Here's an example using hacks from the Starter Pack:

#!json
{
	...
	"dfhack": {
		"Partial Mouse Control": {
			"command": "mousequery edge enable",
			"tooltip": "allows scrolling by hovering near edge of map; conflicts with isometric view; may cause trouble with levers or macros"
		},
		"Performance Tweaks": {
			"command": "multicmd repeat -time 3 months -command cleanowned x; repeat -time 3 months -command clean all",
			"tooltip": "dfhack fixes to run regularly, changes the game a little but helps a lot on old or slow hardware (dump worn items, remove all contaminants)"
		},
		"Pure Bugfixes": {
			"command": "multicmd fix/blood-del; repeat -time 1 months -command fix/feeding-timers; repeat -time 1 months -command fix/stuckdoors; repeat -time 3 months -command fix/population-cap",
			"tooltip": "bugfixes to run regularly, strongly recomended (fix: feeding prisoners, stuckdoors, population cap)"
		}
	}
}

A hack is considered enabled if a line in PyLNP_dfhack_onload.init matches the command for that hack.

Here's the UI:

pylnp_dfhack.png

The tab only appears if the previously mentioned object actually exists in PyLNP.json.

Clicking toggles an item and immediately triggers a complete rewrite of PyLNP_dfhack_onload.init - any changes will be lost then (and only then).

I expect to push it to the repository later today.

[Comment created by Pidgeot: 2014-08-24]
Extending beyond a single, program-controlled file means you suddenly have to special-case for that one file, and it no longer becomes enough to wipe and rebuild. I'm not too happy about that, so it won't be part of the first release (but maybe it can be fitted in later).

The tab will only show if any hacks are defined in PyLNP.json. It won't attempt to detect if DFHack is installed in the DF folder, though.

[Comment created by PeridexisErrant: 2014-08-23]
To make this more general, there could be a fifth field to specify what file the command should be written to if enabled.
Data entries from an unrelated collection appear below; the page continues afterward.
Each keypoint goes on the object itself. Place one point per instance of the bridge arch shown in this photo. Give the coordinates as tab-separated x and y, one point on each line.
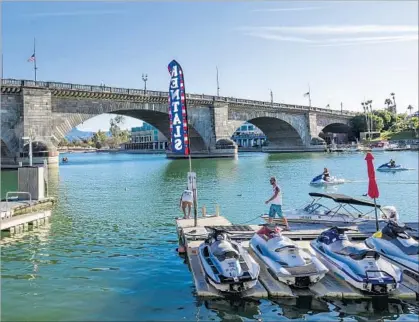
279	133
336	132
5	150
282	130
160	120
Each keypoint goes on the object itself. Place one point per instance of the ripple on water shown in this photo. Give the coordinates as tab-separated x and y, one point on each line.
109	250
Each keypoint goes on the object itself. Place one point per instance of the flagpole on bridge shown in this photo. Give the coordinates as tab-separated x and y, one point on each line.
34	55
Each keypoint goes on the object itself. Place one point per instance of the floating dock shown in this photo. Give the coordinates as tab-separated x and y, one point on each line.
20	216
332	287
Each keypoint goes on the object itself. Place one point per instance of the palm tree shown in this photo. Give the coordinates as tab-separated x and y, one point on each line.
410	108
394	102
388	102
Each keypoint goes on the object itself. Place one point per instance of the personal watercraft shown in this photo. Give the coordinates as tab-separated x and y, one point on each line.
286	261
361	267
227	265
319	181
386	167
396	245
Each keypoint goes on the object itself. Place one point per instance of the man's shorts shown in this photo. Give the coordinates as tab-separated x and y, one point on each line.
275	209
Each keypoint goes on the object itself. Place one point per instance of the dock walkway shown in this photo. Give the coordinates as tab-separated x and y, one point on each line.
268	286
16	216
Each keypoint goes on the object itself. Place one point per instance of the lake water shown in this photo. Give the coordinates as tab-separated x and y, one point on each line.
108	253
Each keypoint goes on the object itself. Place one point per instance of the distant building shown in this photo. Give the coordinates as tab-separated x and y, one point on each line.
249	135
145	137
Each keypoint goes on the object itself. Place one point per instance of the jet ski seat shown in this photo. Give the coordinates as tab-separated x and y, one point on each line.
356	252
223	249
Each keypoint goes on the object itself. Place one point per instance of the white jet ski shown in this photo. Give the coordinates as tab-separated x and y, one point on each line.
359	266
286	261
386	167
318	181
227	265
396	245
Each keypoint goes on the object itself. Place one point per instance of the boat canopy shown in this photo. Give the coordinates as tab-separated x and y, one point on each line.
339	198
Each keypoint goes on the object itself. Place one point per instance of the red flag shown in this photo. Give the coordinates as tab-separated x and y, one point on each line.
372	184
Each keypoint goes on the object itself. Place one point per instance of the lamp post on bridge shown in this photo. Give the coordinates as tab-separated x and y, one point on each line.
145	78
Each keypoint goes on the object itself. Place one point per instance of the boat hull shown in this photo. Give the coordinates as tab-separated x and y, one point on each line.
301	216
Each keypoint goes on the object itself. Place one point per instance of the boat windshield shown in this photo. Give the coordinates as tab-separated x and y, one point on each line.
339	205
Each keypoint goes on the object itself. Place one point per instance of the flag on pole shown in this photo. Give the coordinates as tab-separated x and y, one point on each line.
178	113
32	58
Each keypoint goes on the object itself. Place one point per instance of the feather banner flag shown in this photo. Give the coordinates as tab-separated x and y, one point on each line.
178	116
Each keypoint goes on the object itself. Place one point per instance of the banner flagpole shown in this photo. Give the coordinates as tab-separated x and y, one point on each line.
179	125
34	55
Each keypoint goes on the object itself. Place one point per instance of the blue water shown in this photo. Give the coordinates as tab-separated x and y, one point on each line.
108	253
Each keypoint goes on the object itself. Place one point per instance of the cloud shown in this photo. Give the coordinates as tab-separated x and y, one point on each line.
286	9
370	41
348	29
345	35
332	42
279	37
72	13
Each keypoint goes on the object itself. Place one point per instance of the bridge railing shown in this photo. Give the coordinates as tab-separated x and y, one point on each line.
129	91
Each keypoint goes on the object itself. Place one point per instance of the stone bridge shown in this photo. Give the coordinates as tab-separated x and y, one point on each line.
49	110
The line would then have to be removed from that field if disabled from the launcher. It might also be useful to match multiple files, for example the OnLoad.init in each region folder for some functions. This would require some extra configuration on the part of the pack distributor, but make the implementation much more flexible across use cases and versions of DFHack.

It would also be nice to hide the dfhack tab if dfhack is not present in the pack.

[Comment created by Pidgeot: 2014-08-18]
I would rather not store modifiable settings in PyLNP.json, because that would mean it gets reset when migrating between revisions - so the enabled field will probably end up going in PyLNP.user instead (probably as a list of names - we'll see).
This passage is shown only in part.